La Conferenza episcopale della Colombia interviene in tema di unioni omosessuali
«È necessario uscire dall’inanità, dal torpore, e tornare a difendere con forza e
coerenza la vita, la famiglia, i diritti dei minori, aprendo un dibattito nazionale
che porti il popolo colombiano a decidere con libertà e coscienza sull’orientamento
che si intende dare a questi fondamentali temi». È l’appello di monsignor Juan Vicente
Córdoba Villota, vescovo di Fontibón e segretario generale della Conferenza episcopale
della Colombia (Cec), contenuto in una lettera pastorale, diffusa in questi giorni,
proprio quando la Corte costituzionale è chiamata a esprimere un giudizio sulla possibilità
di adozione di bambini da parte di coppie omosessuali; giudizio che, alla luce di
precedenti sentenze, non è escluso possa essere favorevole. Nella lettera – come scrive
l’Osservatore Romano - il presule è perentorio: la recente sentenza della Corte costituzionale
(21 aprile), che dichiara «famiglia» le unioni tra persone dello stesso sesso è «semplicemente
una stravaganza giuridica». La Costituzione dice che «la famiglia è il nucleo primario
e vitale della società ed è formata da un uomo e una donna». Ora, tre dei cinque membri
della Corte, «con un colpo di magia», hanno «deciso di cambiare le cose per 45 milioni
di colombiani». Nella sentenza, i giudici hanno inoltre dichiarato che «il vincolo
familiare si ottiene da una varietà di situazioni di fatto, fra cui la libera volontà
di formare la famiglia, indipendentemente dal sesso o dall’orientamento (sessuale)

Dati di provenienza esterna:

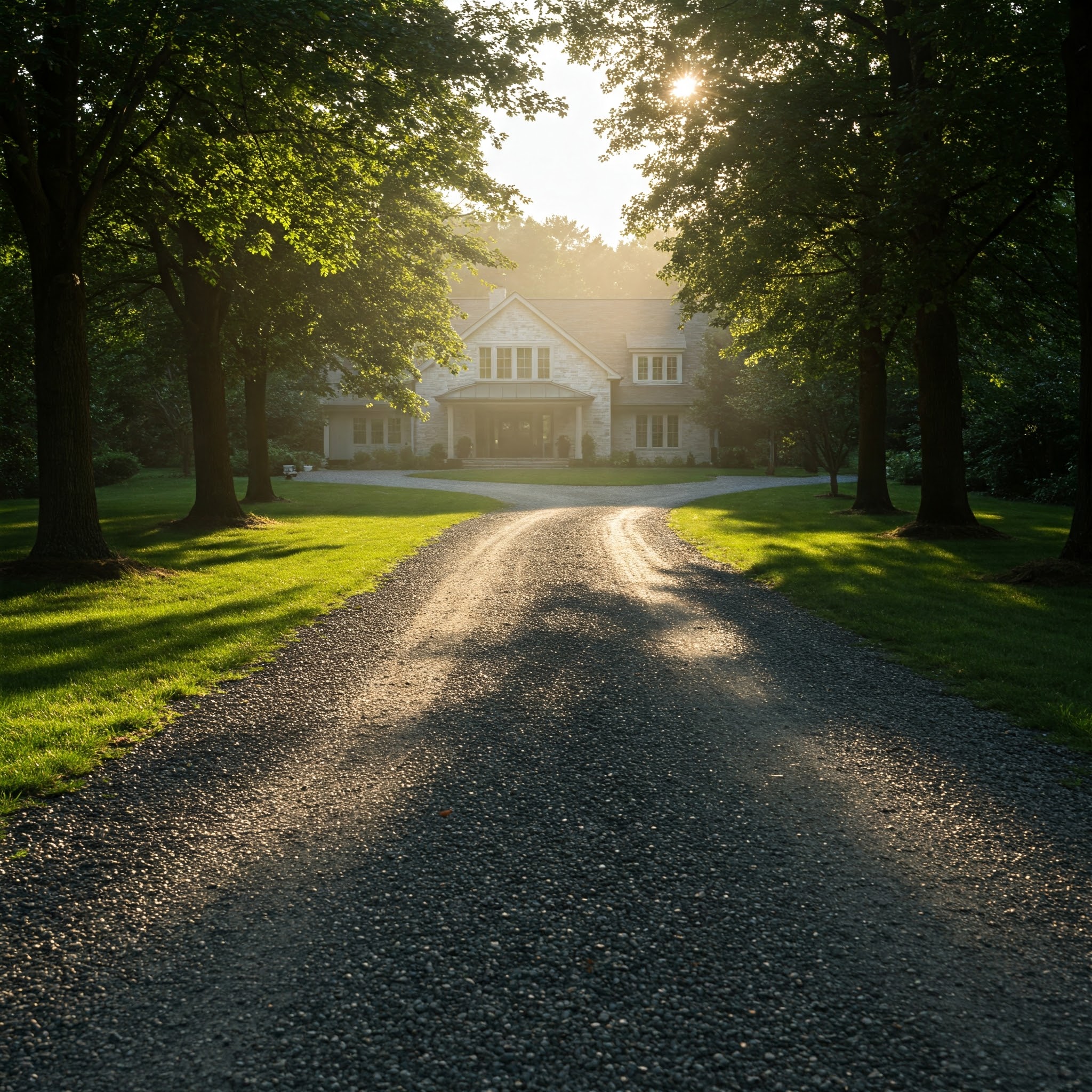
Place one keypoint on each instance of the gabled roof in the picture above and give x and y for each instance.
(655, 339)
(606, 326)
(560, 331)
(505, 390)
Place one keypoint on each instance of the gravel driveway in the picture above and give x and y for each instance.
(564, 806)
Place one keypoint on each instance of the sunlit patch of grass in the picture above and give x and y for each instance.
(1014, 648)
(82, 665)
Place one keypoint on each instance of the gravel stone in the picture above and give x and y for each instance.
(563, 806)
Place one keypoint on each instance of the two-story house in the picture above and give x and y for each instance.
(542, 375)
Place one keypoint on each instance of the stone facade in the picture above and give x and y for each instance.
(590, 387)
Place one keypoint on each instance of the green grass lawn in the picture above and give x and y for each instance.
(1021, 650)
(602, 475)
(83, 664)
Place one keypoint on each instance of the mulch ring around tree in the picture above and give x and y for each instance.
(73, 572)
(1047, 573)
(917, 530)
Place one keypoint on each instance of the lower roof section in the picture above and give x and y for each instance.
(509, 391)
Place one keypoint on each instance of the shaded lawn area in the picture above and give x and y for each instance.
(83, 664)
(1021, 650)
(603, 475)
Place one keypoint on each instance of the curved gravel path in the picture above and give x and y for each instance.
(564, 806)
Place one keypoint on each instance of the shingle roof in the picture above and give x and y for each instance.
(508, 391)
(613, 328)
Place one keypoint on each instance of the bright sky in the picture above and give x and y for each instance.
(555, 162)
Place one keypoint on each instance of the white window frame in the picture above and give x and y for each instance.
(656, 424)
(488, 357)
(647, 362)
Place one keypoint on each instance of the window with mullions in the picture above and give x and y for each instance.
(657, 430)
(655, 368)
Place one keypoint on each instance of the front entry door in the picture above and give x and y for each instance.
(515, 438)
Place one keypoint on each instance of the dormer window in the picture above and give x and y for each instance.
(513, 362)
(656, 368)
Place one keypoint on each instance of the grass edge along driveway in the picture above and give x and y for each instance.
(601, 475)
(1024, 651)
(87, 669)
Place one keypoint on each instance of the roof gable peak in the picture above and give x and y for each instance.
(510, 301)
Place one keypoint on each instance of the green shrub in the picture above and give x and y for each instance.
(904, 467)
(280, 457)
(588, 449)
(19, 464)
(114, 467)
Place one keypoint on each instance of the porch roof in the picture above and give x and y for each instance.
(508, 391)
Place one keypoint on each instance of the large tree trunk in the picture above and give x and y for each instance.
(259, 485)
(205, 305)
(873, 494)
(1077, 54)
(46, 190)
(941, 410)
(68, 510)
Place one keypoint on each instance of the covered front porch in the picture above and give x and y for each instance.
(517, 422)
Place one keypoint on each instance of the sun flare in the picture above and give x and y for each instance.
(684, 86)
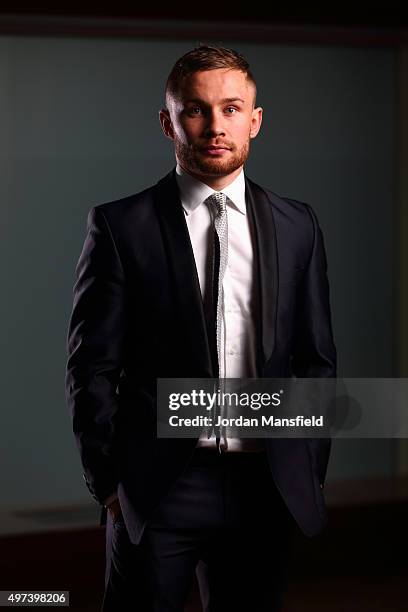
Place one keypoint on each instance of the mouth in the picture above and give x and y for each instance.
(215, 150)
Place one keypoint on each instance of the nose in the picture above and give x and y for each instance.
(214, 126)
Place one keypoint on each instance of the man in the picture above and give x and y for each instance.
(205, 274)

dei suoi componenti». Per monsignor Córdoba Villota, la Corte costituzionale «deve
tutelare la Costituzione, nessuno può cambiarne “una sola virgola”, e in questo caso,
la Corte non sta adempiendo alle sue funzioni». I giudici «non possono modificare
la legge; questo lo può fare solo il Congresso. A ognuno, quindi, il suo mestiere».
In precedenti sentenze, la Corte costituzionale aveva già riconosciuto la pensione
di reversibilità alle coppie dello stesso sesso, alla pari di quelle eterosessuali,
ma adesso accetta che gli omosessuali possono addirittura costituire una famiglia.

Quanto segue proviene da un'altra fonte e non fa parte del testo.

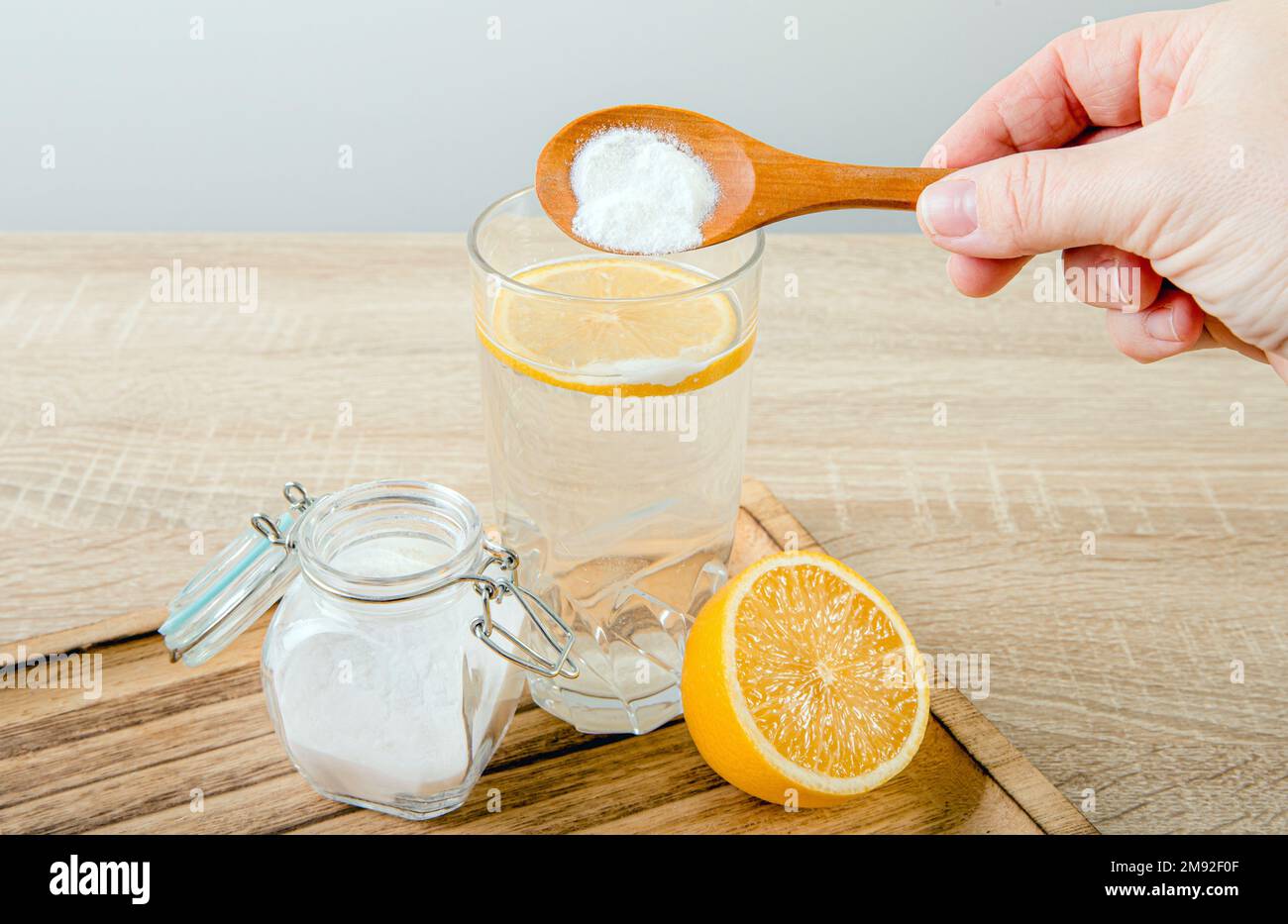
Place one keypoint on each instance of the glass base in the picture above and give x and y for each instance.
(604, 716)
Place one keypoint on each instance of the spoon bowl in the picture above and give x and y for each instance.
(759, 184)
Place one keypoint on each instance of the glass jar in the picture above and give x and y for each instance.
(376, 681)
(617, 481)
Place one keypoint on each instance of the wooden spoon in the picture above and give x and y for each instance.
(759, 184)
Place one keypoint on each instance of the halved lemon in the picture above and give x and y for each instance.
(642, 348)
(800, 679)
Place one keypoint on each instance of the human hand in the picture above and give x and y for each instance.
(1154, 143)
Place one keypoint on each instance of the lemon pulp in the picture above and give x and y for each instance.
(647, 343)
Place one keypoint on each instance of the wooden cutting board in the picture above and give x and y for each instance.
(168, 748)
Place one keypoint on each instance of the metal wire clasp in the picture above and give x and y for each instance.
(492, 589)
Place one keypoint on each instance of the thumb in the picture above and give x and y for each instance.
(1038, 201)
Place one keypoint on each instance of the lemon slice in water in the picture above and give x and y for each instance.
(658, 345)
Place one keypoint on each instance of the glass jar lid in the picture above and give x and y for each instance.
(237, 587)
(250, 574)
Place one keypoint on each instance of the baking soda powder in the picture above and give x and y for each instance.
(640, 192)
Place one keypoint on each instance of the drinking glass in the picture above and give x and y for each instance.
(616, 480)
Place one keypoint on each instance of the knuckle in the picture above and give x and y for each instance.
(1022, 190)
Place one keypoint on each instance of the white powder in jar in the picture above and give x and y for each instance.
(393, 707)
(640, 192)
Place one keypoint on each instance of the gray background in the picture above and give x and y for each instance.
(154, 130)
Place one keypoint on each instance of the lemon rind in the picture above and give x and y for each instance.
(790, 770)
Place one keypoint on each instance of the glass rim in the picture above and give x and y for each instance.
(510, 282)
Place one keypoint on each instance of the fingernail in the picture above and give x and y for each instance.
(1159, 325)
(948, 207)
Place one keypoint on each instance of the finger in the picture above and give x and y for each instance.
(1279, 364)
(979, 277)
(1108, 277)
(1112, 73)
(1172, 325)
(1048, 200)
(1093, 136)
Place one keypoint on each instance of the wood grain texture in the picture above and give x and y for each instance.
(134, 760)
(1112, 671)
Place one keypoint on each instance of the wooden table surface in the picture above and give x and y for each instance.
(961, 455)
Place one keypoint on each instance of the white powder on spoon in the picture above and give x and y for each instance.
(640, 192)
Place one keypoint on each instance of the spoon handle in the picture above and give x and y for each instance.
(809, 185)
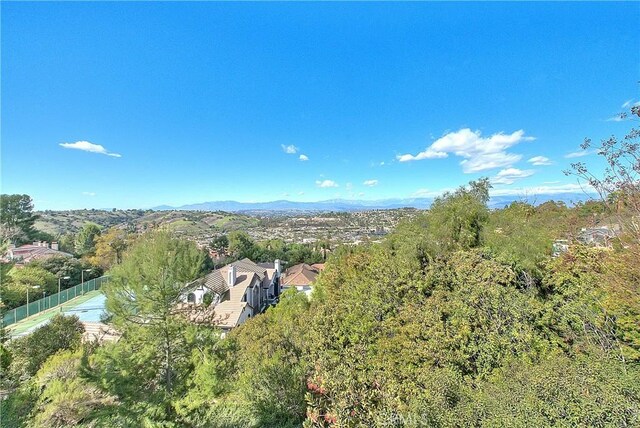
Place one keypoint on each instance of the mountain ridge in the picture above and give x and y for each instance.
(359, 205)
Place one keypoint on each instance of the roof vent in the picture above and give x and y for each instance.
(231, 275)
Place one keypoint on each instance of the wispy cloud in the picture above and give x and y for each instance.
(428, 193)
(290, 149)
(579, 154)
(511, 175)
(543, 190)
(540, 161)
(478, 153)
(86, 146)
(630, 103)
(326, 183)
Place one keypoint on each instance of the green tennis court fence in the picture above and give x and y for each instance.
(18, 314)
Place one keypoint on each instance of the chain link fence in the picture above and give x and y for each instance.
(18, 314)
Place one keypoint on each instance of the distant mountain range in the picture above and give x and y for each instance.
(358, 205)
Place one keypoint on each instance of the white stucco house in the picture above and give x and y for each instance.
(235, 292)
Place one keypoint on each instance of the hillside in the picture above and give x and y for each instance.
(186, 223)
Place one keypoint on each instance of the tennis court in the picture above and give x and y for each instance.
(89, 308)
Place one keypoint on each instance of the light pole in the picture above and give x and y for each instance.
(82, 278)
(28, 287)
(60, 279)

Seguendo la singolare logica dei giudici, il segretario generale della Cec così commenta:
«Ora si comincia a creare consenso culturale sul fatto che esistono diversi tipi di
famiglia e dunque fra poco si comincerà anche a parlare di presunti diritti di adozione».

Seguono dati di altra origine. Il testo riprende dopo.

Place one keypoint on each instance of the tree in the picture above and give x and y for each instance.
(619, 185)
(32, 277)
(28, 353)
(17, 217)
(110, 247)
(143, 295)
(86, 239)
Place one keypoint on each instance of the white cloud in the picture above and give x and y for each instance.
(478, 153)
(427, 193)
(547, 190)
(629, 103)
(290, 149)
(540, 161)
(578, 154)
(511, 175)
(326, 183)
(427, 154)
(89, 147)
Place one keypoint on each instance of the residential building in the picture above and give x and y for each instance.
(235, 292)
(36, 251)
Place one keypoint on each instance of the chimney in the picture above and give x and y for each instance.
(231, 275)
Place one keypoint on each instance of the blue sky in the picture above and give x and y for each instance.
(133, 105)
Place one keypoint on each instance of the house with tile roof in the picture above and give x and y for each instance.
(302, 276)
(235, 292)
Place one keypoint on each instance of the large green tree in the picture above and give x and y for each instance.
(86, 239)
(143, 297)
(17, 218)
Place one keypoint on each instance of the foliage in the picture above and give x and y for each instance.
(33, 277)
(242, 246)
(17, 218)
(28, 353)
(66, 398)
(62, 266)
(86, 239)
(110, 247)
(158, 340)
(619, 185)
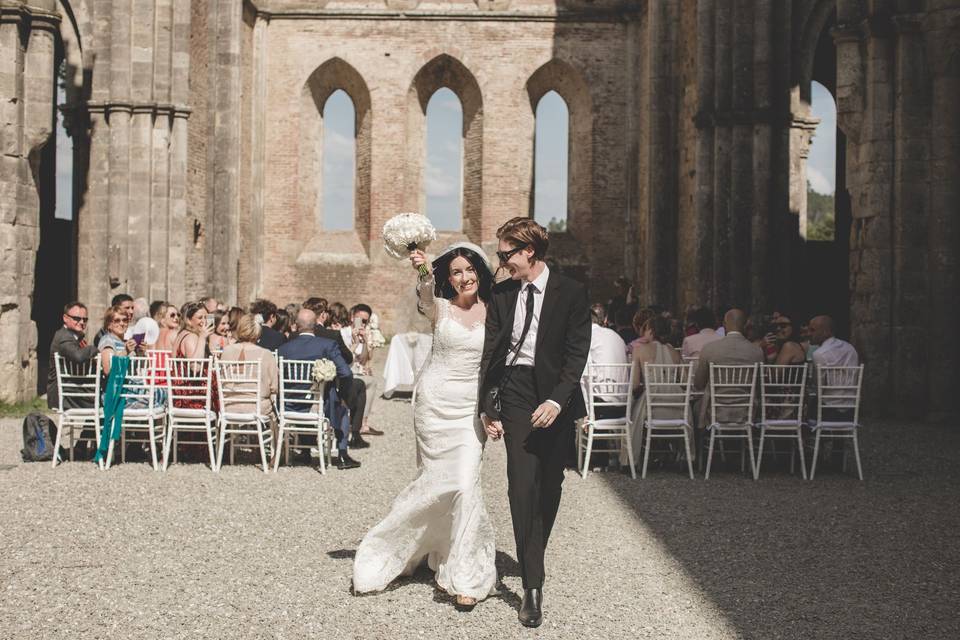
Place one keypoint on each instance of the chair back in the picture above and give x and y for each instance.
(782, 390)
(668, 391)
(732, 392)
(838, 393)
(298, 394)
(141, 382)
(78, 383)
(188, 382)
(238, 385)
(608, 385)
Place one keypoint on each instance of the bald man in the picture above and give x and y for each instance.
(732, 349)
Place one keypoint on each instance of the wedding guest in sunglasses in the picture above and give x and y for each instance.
(71, 343)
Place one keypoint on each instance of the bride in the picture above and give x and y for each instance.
(440, 516)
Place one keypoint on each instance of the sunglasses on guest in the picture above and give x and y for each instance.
(504, 256)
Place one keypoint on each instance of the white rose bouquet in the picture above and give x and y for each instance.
(324, 371)
(405, 232)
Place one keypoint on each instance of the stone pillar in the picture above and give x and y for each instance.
(223, 162)
(943, 46)
(723, 140)
(660, 249)
(704, 205)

Ma tutto ciò «non ha nulla a che fare con la famiglia come stabilisce l’articolo 42
della Costituzione», male interpretato dalla Corte che non ha adempiuto alle sue alte
funzioni seminando confusione e relativismo, attraverso interpretazioni accomodanti,
frutto di un’ideologia contraria all’ordine naturale, all’autentica dignità della
persona umana. Per Córdoba Villota, la Chiesa non ha nulla contro le persone che desiderano
vivere insieme e che, quindi, possono chiedere diritti per quanto riguarda l’eredità,
la salute o il patrimonio. «Ogni persona ha la stessa dignità fondamentale». Ed è
proprio in virtù dell’inviolabile rispetto della persona e della sua dignità, che
la Chiesa, tutti i cittadini, hanno il diritto-dovere di condannare «l’ingiusta depenalizzazione
dell’aborto», decisa nel 2006, e di difendere il diritto alla vita, dal concepimento
fino alla morte naturale, i diritti del bambino, la famiglia, frutto dell’unione di
un uomo e una donna. «La Chiesa, nella sua risposta all’interrogativo sulla verità
circa l’uomo — ha concluso il segretario generale della Cec — non può sottrarsi all’obbligo
di insegnare alla società a procedere verso il vero bene, proclamando le norme morali
che garantiscono il cammino dell’autentica libertà agli uomini».